How was South African Apartheid defeated? The movement against the racist system was many-faceted, relying first of all on the determined resistance of the Black majority inside and outside of the country. The dogged efforts of the African National Congress in waging diplomatic and military struggle against the white-supremacist regime — and especially the mass uprising after Soweto that increasingly rendered the country “ungovernable” — laid the groundwork for the system’s overthrow.
But it was international pressure, culminating in the US, which delivered the final blow to the Apartheid regime. The UN had begun to take up the issue of South African Apartheid as early as the 1950s, but economic sanctions were resisted by the major Western powers Britain, France and the US. As a consequence, although Apartheid was condemned regularly in the General Assembly during the 1960s, it was only in 1977 that the Security Council adopted a mandatory arms embargo. However, the South African regime found ways to evade the measure and obtain military hardware, most notably from Israel.
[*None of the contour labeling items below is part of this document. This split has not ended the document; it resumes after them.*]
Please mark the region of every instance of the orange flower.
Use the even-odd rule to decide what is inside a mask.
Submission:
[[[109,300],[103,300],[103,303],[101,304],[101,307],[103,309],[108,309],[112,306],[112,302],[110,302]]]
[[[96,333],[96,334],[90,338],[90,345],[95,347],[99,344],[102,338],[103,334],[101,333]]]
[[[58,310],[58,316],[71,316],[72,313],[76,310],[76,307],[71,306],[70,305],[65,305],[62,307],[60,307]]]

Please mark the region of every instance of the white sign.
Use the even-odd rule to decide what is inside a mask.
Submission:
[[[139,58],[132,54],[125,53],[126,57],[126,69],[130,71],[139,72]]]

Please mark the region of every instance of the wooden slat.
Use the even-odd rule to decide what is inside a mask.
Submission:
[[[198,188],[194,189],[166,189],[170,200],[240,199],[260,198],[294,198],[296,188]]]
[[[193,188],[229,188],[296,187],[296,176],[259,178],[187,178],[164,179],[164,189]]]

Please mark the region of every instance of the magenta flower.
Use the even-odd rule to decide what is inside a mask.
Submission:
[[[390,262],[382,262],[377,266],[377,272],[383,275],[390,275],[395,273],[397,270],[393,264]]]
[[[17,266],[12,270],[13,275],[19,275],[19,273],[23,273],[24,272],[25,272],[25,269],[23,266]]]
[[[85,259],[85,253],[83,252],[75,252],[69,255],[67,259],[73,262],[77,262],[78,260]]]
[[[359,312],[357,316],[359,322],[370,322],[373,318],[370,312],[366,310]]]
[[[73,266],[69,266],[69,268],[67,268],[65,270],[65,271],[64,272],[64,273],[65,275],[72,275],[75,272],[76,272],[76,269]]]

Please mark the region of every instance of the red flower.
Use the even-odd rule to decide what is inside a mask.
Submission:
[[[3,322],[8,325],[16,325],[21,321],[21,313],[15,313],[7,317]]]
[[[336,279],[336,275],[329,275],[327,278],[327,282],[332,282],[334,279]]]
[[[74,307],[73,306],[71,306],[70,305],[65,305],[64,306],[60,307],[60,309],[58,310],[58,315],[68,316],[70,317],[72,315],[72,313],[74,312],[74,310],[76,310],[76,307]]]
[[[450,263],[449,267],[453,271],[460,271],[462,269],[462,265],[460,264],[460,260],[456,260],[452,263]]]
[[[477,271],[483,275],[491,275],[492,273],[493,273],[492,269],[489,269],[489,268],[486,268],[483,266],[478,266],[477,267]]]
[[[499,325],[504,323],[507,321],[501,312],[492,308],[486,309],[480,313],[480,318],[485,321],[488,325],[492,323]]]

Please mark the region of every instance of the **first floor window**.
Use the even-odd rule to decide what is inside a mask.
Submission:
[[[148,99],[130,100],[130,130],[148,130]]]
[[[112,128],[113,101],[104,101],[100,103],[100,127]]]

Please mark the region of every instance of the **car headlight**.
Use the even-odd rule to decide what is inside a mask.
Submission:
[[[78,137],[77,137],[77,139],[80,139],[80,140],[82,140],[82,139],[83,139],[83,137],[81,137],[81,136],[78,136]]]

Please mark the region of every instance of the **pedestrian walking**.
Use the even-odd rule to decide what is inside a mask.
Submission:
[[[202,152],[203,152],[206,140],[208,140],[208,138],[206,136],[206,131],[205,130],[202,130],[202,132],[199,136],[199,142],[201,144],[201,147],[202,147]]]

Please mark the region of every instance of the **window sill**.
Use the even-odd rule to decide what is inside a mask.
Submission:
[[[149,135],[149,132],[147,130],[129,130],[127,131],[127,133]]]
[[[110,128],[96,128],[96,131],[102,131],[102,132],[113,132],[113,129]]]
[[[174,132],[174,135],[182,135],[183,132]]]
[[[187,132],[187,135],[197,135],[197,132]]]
Eventually, in 1986 a US Comprehensive Anti-Apartheid Act was stunningly passed over Ronald Regan’s veto with near unanimous Democratic votes joined by a minority of Republicans. After the override vote, even Pres. Reagan felt compelled to warn the white South African leaders: “It would be tragic to lose this opportunity to create a truly free society which respects the rights of the majority, the minority, and the individual. There is still time for orderly change and peaceful reform. South Africans of good will, black and white, should seize the moment.”
Action in the US Congress cleared the way for further mandatory UN sanctions. The South African economy faced gradual strangulation and capital flight. It was no accident that the first public contacts with the outlawed African Nation Congress at its Lusaka, Zambia exile headquarters in the late 1980s were led by South African businessmen. Apartheid’s days were clearly numbered.
But the 1986 Congressional action in the US did not come out of the blue. Rep. Ron Dellums had introduced the first anti-Apartheid legislation in the House as far back as 1972.
In the interim, a broad popular movement for divestment and sanctions against Apartheid had taken root, first on college campuses, then in progressive city governments and state legislatures, and finally in Washington. Noisy boycott campaigns and demonstrations, especially against the sale of South African gold “Krugerrands,” helped to gain public attention. Prominent civil rights leaders risked arrest in protests at the South African embassy.
All of these actions helped to create a momentum which made the preferred Republican and corporate policy of “constructive engagement” with South Africa politically untenable.
Next month, people will gather in Cambridge, Mass, to examine these lessons and attempt to integrate efforts against Israeli Apartheid into a more effective political campaign to influence Congress. The initiative was launched by the Massachusetts chapter of Peace Action, an anti-war organization which has its roots in the nuclear disarmament movement of the 1950s, together with a coalition encompassing most of the area Palestine solidarity groups.
Titled “A NEW DAY?” the November 14 conference will examine the current state of US politics and policy regarding Israel-Palestine, assess the growing partisan divide on the issue and take concrete steps to organize on-going efforts based in each Massachusetts Congressional district.
Speakers include Rami Khouri, a Palestinian-Jordanian and a U.S. citizen, attached to Middle East research centers in Beirut and at Harvard and Tufts; he is editor at large of the Daily Star newspaper in Beirut; MJ Rosenberg, after thirty-five-years in government and four years at AIPAC, now a vocal opponent of the “pro-Israel” lobby; Nadia Ben-Youssef, the first US Representative of Adalah, The Legal Center for Arab Minority Rights in Israel, is now working to promote a human-rights-based approach in US policy toward Israel/Palestine after four years of activism on behalf of Israel’s persecuted Bedouin communities.